Explore the classical Architecture of Porte Saint Denis

Paris is a city full of surprises and never fails to deliver the best. No matter how many times you visit here, there is always something new to discover. There are many examples for the beauty of France just like the breathtaking Porte Saint –Denis on the Boulevard de Bonne Nouvelle in the 10th disfranchisement.

Basically Porte Saint-Denis was built on the orders of Loius XIV in 1672 to celebrate his military victories. It was designed by architect Francois Blondel and the sculptor Michel Anguier it commemorates the King’s victories on the Rhine and in Franche-Comte and was inspired by the Arch of Titus in Rome. It replaced a medieval gate in the walls of Paris that had been there since the 14th century, built by Charles V.

The enormous monument of Port Saint-Denis certainly rivals the Arc de Triumph in beauty and in fact it was the inspiration for Napolean’s arch at I’Etoile, built in 1836.

Porte Saint-Denis: a fragment of History

Porte Saint-Denis stands 60 meters away from the site of a former medieval gate that bores the same name. This gate was part of the Charles V city walls built in 14th century all around Paris. By the 17th century, the city expanded greatly and Charles V walls were replaces by a tax wall. Other than this the flat top of rampart was converted into a verdant promenade called boulevard. The fortified gates were dismantled and replaced by triumphal arches.

An aristocratic entrance to Paris

This Porte Saint-Denis was the gate where the kings of France would pass through on their return to Paris from religious services at the Saint-Denis basilica. The last sovereign to pass through the triumphal arch was Queen Victoria on her visit to the 1885 Universal Exhibition in Paris.

The grisly June days uprising at the gate

This gate was the site of a bloody insurrection during the June Days uprising.
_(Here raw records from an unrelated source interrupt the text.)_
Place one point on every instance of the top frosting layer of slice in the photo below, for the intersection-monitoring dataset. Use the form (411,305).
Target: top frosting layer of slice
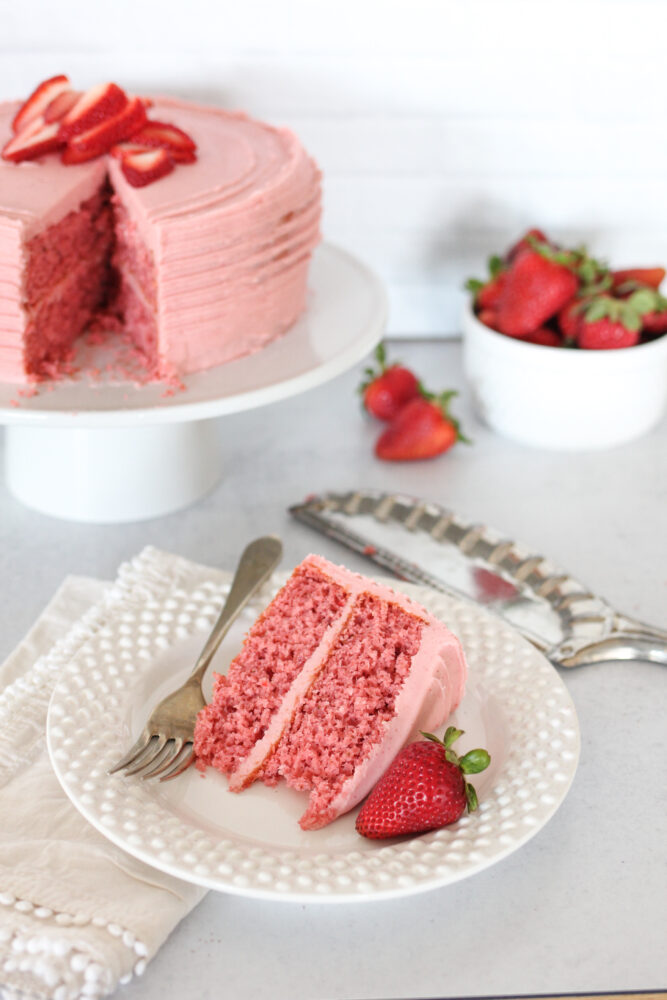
(336,675)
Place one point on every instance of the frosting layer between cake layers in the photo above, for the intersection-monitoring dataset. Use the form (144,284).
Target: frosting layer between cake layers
(227,239)
(382,669)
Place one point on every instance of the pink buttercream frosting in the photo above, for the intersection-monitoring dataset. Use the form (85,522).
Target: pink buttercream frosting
(430,691)
(230,236)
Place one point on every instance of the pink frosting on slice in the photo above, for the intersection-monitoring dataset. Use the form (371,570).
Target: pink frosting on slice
(431,691)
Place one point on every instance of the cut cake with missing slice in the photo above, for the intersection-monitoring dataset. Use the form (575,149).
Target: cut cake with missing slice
(333,678)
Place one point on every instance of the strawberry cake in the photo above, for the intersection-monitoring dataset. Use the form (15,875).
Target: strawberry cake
(334,677)
(190,227)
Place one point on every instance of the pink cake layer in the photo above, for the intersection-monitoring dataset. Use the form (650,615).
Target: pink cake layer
(383,669)
(278,645)
(229,238)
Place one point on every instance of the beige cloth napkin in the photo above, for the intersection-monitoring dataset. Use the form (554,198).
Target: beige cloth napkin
(78,915)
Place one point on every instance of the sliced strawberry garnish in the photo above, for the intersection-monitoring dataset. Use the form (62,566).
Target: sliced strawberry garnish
(177,142)
(38,101)
(121,149)
(144,168)
(99,140)
(61,105)
(101,102)
(36,140)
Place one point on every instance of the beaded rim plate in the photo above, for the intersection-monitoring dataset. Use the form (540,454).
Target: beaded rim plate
(250,844)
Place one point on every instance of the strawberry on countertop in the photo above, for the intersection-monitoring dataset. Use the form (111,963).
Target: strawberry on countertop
(423,789)
(423,428)
(386,391)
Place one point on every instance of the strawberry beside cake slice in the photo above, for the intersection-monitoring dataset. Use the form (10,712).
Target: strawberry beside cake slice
(336,675)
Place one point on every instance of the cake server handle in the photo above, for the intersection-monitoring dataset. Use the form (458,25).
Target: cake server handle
(256,564)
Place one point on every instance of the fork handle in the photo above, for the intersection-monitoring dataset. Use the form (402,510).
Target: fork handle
(258,561)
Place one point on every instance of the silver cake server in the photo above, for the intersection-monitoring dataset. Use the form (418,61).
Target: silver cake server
(422,542)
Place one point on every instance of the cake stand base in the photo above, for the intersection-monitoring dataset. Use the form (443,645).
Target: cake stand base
(106,475)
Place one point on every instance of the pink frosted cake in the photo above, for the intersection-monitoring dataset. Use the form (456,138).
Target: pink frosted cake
(333,678)
(202,264)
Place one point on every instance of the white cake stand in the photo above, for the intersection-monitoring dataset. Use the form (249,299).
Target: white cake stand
(102,450)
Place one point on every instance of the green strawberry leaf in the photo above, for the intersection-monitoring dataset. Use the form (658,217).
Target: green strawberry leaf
(496,265)
(452,734)
(471,798)
(597,309)
(643,300)
(475,761)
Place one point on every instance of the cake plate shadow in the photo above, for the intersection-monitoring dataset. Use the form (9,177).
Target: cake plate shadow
(103,450)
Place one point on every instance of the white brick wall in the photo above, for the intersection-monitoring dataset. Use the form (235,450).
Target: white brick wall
(443,127)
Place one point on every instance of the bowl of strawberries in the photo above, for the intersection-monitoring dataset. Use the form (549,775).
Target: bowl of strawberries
(560,351)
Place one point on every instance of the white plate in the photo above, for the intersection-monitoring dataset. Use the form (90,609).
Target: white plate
(516,705)
(345,317)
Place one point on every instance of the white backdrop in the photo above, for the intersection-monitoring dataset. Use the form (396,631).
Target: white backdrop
(443,127)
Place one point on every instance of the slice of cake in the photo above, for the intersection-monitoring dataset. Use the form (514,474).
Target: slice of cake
(333,678)
(203,265)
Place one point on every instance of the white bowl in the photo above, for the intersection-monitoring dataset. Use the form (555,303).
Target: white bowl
(554,397)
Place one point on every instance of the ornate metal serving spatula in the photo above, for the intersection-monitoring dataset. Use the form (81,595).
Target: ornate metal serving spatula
(424,543)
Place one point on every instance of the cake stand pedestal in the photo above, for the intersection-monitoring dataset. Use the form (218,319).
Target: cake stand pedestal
(110,451)
(108,474)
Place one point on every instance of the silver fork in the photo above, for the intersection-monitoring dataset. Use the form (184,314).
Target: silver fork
(165,746)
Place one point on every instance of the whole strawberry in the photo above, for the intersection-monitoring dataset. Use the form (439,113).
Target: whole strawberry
(537,286)
(608,323)
(386,391)
(423,428)
(423,789)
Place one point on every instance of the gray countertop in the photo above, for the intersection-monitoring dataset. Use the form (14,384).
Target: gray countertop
(580,907)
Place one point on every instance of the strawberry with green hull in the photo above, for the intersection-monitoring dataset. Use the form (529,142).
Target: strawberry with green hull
(423,428)
(608,323)
(386,391)
(423,789)
(634,277)
(540,282)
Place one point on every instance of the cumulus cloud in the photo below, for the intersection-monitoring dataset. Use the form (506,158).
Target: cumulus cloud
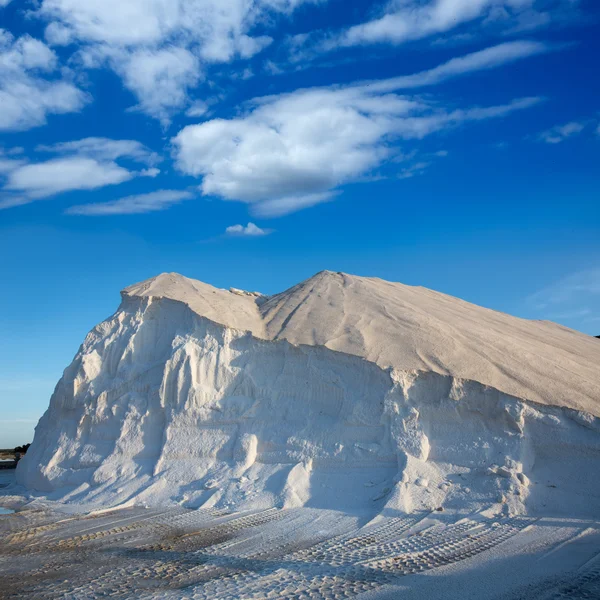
(160,47)
(251,230)
(560,133)
(292,151)
(86,164)
(132,205)
(29,87)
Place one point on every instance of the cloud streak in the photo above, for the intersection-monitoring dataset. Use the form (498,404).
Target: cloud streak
(133,205)
(87,164)
(30,89)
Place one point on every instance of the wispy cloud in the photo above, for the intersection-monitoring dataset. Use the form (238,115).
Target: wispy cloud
(486,59)
(560,133)
(86,164)
(408,20)
(294,150)
(133,205)
(250,230)
(161,49)
(31,84)
(574,297)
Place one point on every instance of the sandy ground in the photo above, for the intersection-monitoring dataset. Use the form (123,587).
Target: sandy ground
(151,553)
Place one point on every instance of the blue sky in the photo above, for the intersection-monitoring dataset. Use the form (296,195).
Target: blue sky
(452,144)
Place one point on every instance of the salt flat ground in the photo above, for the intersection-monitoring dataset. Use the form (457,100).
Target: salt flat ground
(146,553)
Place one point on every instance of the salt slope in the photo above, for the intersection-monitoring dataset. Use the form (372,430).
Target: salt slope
(164,405)
(405,327)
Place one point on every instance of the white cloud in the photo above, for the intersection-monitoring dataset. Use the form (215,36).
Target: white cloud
(561,132)
(131,205)
(86,164)
(52,177)
(569,289)
(28,90)
(159,78)
(160,47)
(251,230)
(570,298)
(489,58)
(406,20)
(105,149)
(197,109)
(292,151)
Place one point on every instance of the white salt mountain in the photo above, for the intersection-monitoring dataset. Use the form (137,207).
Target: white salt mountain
(343,392)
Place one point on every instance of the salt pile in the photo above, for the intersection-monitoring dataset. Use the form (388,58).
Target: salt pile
(343,392)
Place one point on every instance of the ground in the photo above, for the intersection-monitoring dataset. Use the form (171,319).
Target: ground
(146,553)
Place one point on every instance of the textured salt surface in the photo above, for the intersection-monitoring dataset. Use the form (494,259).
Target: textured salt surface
(293,554)
(343,393)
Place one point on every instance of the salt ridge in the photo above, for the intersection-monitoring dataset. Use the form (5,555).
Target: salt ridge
(205,397)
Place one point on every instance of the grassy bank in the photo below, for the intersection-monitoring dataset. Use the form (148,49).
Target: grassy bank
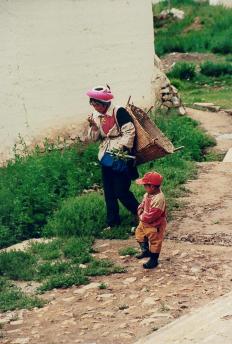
(204,29)
(209,82)
(57,178)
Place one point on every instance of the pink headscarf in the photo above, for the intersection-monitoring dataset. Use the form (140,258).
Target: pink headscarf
(101,93)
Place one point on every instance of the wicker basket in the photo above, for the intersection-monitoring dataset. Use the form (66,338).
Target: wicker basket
(150,142)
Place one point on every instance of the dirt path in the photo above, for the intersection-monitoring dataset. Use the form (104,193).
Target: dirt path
(191,273)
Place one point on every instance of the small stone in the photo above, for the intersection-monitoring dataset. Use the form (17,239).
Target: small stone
(17,322)
(69,299)
(107,314)
(21,340)
(129,280)
(97,326)
(82,290)
(4,321)
(149,301)
(105,296)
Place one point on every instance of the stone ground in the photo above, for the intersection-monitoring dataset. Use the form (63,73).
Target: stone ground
(195,268)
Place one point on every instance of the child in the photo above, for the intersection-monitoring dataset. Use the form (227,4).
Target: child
(152,215)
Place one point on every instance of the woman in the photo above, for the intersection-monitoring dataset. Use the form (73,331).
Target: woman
(114,126)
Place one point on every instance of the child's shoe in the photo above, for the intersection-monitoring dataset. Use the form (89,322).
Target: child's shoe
(152,262)
(145,251)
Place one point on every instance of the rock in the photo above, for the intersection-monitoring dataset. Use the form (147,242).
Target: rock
(208,106)
(69,299)
(149,301)
(165,90)
(105,296)
(107,314)
(97,326)
(147,321)
(105,334)
(17,322)
(4,321)
(129,280)
(87,287)
(24,340)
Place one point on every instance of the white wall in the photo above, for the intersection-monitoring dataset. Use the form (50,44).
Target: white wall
(52,51)
(227,3)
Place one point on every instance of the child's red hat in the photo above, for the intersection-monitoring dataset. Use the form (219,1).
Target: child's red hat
(153,178)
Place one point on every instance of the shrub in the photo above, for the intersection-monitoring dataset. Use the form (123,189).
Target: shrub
(31,188)
(80,216)
(17,265)
(128,251)
(183,71)
(209,68)
(12,298)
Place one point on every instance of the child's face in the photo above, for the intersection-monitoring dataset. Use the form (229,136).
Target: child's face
(149,188)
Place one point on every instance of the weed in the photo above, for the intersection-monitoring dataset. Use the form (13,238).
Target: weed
(128,251)
(12,297)
(183,71)
(209,68)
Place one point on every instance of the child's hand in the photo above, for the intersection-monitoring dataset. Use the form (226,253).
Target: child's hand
(140,211)
(91,121)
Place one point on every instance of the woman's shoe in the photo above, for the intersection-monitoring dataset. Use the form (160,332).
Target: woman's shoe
(152,262)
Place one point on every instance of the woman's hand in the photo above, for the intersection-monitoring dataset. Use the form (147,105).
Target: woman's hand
(92,123)
(140,211)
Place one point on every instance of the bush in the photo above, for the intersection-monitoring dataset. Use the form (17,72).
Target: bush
(80,216)
(222,44)
(183,71)
(31,188)
(17,265)
(209,68)
(214,34)
(12,298)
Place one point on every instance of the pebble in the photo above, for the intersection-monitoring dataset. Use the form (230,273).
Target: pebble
(129,280)
(21,340)
(149,301)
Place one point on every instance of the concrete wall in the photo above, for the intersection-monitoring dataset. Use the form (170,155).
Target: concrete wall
(52,51)
(226,3)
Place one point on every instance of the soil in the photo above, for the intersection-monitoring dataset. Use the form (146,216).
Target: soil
(195,267)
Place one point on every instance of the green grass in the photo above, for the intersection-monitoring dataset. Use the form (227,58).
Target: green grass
(12,297)
(213,83)
(60,263)
(128,251)
(32,187)
(78,219)
(213,36)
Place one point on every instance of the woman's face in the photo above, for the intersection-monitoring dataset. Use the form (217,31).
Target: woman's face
(101,108)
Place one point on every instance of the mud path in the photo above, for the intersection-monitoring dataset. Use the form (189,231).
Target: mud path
(192,272)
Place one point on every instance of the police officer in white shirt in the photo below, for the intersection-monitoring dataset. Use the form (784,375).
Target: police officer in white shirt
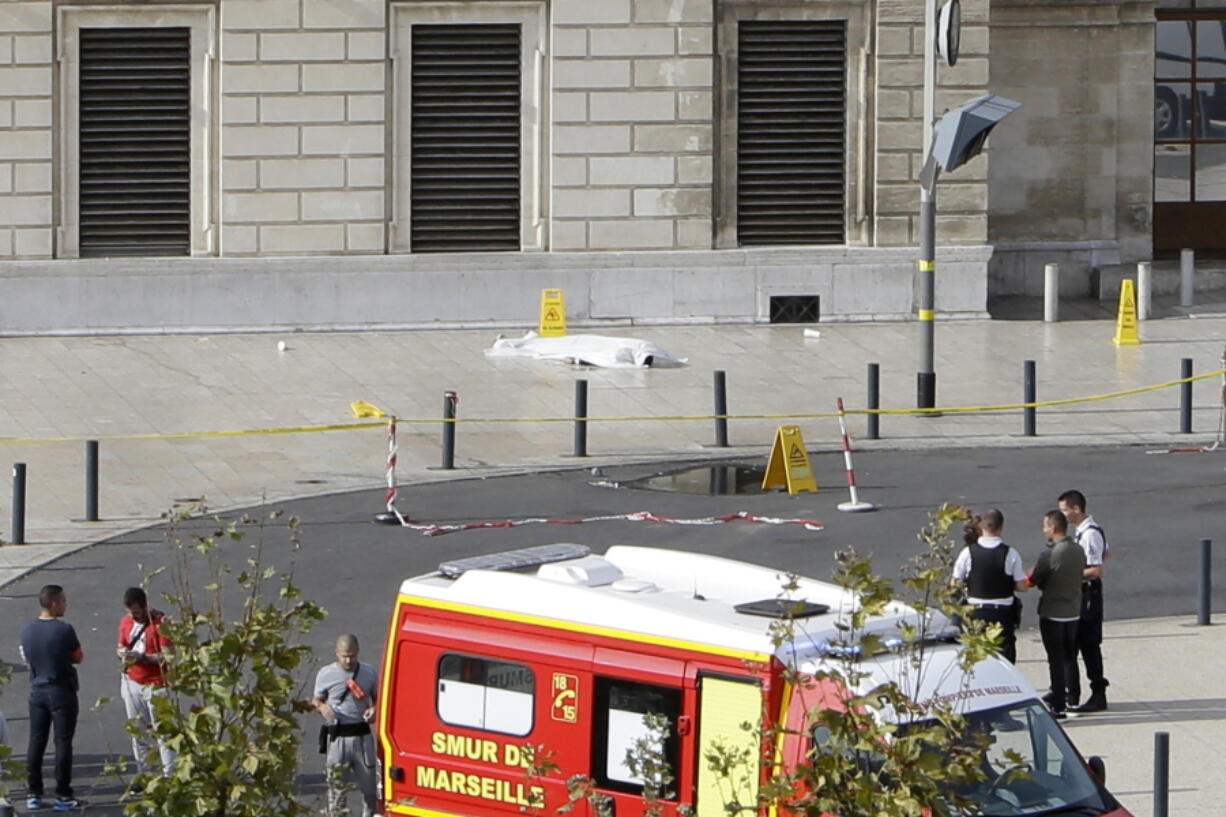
(992,572)
(1089,631)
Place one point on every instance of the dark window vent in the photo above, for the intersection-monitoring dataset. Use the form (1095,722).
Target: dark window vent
(465,138)
(782,609)
(135,161)
(795,309)
(791,117)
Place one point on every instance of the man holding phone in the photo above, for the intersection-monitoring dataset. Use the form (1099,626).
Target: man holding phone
(141,650)
(345,696)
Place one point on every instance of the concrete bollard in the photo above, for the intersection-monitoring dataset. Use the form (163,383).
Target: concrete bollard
(1051,292)
(1144,288)
(1187,272)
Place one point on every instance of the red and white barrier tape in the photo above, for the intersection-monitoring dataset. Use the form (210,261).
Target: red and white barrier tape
(427,529)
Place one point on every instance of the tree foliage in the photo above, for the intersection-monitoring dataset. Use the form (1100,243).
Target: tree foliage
(232,703)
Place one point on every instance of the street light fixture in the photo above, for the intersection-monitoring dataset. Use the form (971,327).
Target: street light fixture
(948,144)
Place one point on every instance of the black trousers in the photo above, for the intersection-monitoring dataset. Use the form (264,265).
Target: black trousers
(1007,617)
(1059,642)
(52,707)
(1089,642)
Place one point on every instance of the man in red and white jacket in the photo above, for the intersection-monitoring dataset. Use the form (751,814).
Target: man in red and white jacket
(141,650)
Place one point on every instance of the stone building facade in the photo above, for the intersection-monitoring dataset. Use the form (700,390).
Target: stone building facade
(320,168)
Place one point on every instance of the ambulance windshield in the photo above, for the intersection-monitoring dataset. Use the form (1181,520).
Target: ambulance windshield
(1050,779)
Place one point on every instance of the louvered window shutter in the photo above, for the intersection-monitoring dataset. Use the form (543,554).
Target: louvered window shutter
(791,115)
(135,141)
(465,138)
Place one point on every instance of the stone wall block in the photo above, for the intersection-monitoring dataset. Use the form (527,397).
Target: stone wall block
(347,14)
(632,169)
(585,12)
(591,74)
(672,201)
(365,205)
(253,207)
(342,140)
(647,233)
(676,11)
(296,239)
(591,204)
(682,71)
(260,15)
(27,81)
(26,17)
(673,139)
(302,47)
(633,106)
(591,139)
(259,79)
(353,76)
(299,173)
(265,140)
(302,109)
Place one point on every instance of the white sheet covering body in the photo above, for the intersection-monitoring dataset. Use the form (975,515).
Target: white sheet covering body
(590,350)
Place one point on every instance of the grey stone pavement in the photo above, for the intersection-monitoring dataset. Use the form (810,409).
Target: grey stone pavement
(59,391)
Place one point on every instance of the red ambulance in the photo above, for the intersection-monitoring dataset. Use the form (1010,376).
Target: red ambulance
(559,648)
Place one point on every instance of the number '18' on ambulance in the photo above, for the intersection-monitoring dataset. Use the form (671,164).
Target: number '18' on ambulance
(558,648)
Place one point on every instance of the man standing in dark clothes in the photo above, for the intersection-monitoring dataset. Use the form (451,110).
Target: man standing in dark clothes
(50,649)
(1058,577)
(992,572)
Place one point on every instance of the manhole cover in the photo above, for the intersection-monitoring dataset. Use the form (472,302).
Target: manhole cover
(717,479)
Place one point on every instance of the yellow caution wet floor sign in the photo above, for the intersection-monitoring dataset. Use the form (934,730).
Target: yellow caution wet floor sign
(788,464)
(553,314)
(1126,323)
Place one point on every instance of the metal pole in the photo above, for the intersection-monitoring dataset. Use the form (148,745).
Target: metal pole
(1028,395)
(91,480)
(874,401)
(449,429)
(926,378)
(1051,292)
(1144,288)
(1206,589)
(721,410)
(19,503)
(1187,271)
(580,417)
(1186,396)
(1161,774)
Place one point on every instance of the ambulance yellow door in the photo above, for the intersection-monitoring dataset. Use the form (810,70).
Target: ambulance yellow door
(725,705)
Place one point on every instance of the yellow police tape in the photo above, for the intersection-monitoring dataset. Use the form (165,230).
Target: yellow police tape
(331,427)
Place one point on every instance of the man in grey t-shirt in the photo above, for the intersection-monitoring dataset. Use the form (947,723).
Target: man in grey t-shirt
(345,696)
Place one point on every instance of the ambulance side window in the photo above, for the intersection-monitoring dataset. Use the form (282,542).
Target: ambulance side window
(620,729)
(482,693)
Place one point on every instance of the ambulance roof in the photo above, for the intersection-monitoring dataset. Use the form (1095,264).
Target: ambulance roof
(671,596)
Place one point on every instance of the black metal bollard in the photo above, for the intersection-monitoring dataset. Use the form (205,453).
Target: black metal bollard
(874,401)
(91,480)
(1028,395)
(1186,396)
(1161,774)
(1204,598)
(19,503)
(449,429)
(721,410)
(580,417)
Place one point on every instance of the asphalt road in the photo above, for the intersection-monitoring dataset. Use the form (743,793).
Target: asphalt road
(1155,509)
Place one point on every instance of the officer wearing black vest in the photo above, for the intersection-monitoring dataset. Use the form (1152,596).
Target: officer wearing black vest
(992,572)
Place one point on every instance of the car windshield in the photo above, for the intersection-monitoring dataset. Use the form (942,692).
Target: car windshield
(1031,768)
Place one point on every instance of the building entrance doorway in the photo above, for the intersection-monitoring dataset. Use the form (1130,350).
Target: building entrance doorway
(1189,126)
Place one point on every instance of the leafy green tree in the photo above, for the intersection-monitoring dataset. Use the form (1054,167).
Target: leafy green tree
(232,704)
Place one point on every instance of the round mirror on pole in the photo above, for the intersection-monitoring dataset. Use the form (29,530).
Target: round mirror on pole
(949,31)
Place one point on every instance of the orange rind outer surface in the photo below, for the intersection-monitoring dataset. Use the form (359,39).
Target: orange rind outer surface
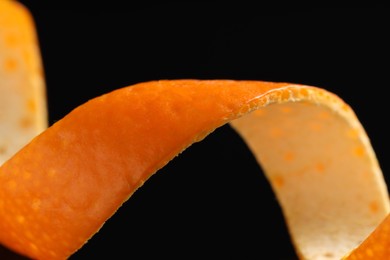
(23,112)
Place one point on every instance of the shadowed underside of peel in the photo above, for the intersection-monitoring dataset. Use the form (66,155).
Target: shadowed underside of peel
(310,144)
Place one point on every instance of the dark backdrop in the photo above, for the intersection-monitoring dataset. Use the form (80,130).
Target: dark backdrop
(213,200)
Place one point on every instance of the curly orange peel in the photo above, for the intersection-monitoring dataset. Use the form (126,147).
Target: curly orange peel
(22,101)
(60,188)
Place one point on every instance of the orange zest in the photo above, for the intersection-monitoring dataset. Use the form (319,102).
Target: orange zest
(58,189)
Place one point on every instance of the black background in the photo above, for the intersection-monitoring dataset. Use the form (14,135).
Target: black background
(213,200)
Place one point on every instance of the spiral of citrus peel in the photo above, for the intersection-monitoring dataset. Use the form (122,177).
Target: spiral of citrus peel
(313,149)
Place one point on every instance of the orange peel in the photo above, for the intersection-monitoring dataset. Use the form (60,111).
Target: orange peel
(310,144)
(59,188)
(22,101)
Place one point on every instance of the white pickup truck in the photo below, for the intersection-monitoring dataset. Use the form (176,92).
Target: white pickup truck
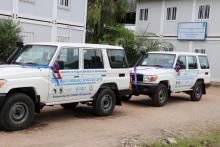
(158,74)
(47,74)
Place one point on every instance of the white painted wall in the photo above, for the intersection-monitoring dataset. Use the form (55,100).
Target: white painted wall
(187,11)
(45,20)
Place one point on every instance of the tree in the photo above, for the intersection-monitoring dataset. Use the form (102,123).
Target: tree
(101,15)
(9,36)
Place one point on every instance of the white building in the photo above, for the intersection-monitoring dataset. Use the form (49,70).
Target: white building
(166,18)
(48,20)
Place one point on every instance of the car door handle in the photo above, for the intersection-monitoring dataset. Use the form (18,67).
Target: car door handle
(121,75)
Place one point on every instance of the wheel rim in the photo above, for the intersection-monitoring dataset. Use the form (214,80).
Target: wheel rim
(162,95)
(18,113)
(198,92)
(106,102)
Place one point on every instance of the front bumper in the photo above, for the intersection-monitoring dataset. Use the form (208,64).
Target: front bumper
(142,88)
(2,99)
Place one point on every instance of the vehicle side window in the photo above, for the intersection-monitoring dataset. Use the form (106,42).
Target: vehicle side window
(93,59)
(192,62)
(181,61)
(68,58)
(204,63)
(117,58)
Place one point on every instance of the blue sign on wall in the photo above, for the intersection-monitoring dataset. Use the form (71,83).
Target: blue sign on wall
(192,31)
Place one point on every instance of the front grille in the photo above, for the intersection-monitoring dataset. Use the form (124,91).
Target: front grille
(139,77)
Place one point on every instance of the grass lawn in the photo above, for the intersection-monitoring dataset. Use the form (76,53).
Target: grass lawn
(210,140)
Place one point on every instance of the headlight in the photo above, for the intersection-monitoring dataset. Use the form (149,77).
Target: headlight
(150,78)
(2,83)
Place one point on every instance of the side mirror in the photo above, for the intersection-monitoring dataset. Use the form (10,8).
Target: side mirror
(61,64)
(177,68)
(57,66)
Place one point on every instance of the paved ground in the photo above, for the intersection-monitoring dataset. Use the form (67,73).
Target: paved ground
(58,128)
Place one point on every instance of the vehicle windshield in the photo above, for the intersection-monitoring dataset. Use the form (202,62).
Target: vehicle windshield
(158,60)
(35,55)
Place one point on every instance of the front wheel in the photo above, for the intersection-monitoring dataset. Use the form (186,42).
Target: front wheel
(196,94)
(17,113)
(161,96)
(104,102)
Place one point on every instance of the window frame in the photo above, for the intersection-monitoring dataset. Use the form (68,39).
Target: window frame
(171,15)
(83,59)
(69,48)
(200,51)
(63,6)
(185,62)
(204,12)
(143,14)
(203,56)
(127,65)
(196,62)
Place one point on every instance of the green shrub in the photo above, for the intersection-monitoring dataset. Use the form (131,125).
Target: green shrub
(9,36)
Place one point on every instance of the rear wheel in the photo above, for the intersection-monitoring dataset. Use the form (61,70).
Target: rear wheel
(17,113)
(161,96)
(126,98)
(104,103)
(196,94)
(69,105)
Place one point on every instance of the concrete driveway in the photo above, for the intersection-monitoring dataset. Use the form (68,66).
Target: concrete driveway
(55,127)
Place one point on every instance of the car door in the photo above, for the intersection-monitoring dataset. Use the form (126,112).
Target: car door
(181,75)
(193,71)
(204,72)
(93,71)
(64,83)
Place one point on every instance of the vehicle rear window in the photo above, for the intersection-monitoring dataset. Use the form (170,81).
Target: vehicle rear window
(181,61)
(93,59)
(117,58)
(192,62)
(68,58)
(204,63)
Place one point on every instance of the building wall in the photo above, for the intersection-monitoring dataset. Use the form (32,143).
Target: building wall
(46,20)
(187,11)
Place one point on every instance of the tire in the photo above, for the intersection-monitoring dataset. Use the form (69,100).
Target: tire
(104,102)
(126,98)
(17,113)
(196,94)
(161,96)
(69,105)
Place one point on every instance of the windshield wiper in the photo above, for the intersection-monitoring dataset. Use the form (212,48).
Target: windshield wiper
(31,63)
(157,65)
(19,63)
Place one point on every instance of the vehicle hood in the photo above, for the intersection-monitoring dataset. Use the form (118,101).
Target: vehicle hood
(151,70)
(18,71)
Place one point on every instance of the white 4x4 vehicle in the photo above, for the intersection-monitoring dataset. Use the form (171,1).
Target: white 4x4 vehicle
(47,74)
(158,74)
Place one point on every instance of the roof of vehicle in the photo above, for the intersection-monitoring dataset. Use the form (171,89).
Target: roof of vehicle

Workers threw up a barricade by the gate, blocking communication and reducing the mobility of persons. The National Guard commanded by General Louis Eugene Cavaignac was called out to put an end to the riot, on the 23rd June 1848.

Description of the Gate

This arch of Porte Saint-Denis is 24.65 meters wide, 25 meters high and 5 meters deep. It was inspired by none other than the Arch of Titus of Rome. The gate is incised by a large central arch. When it was completed, it had two smaller flanking openings for pedestrians that have since been closed off.

The base of the arch

The base of this monument is a Latin inscription which indicates that within 60 days, Louis XIV crossed the Rhine, the Waal, The Meuse and the Elbe Rivers, conquered 3 provinces, captured 40 strongholds and took the city of Utretch in 13 days.

The pillar flanking the large arch

At the left and right of the opening there are two pillars applied to the wall. They are filled with sculptural groups of trophies of arms.

At the bottom of this pillars are two seated figures.

·  The one of the right hand is a man representing the defeated Rhine.

·  The one of the left is a woman in dismay representing the Dutch Republic.  

Both these pillars are topped with the gilded coat of arms of the king of France: three fleurs-de-lis and a crown.

The bas-reliefs above the large arch

Notice the bas-reliefs in a sunken panel just above the large arch. The sculptural groups were created by Michel Anguier.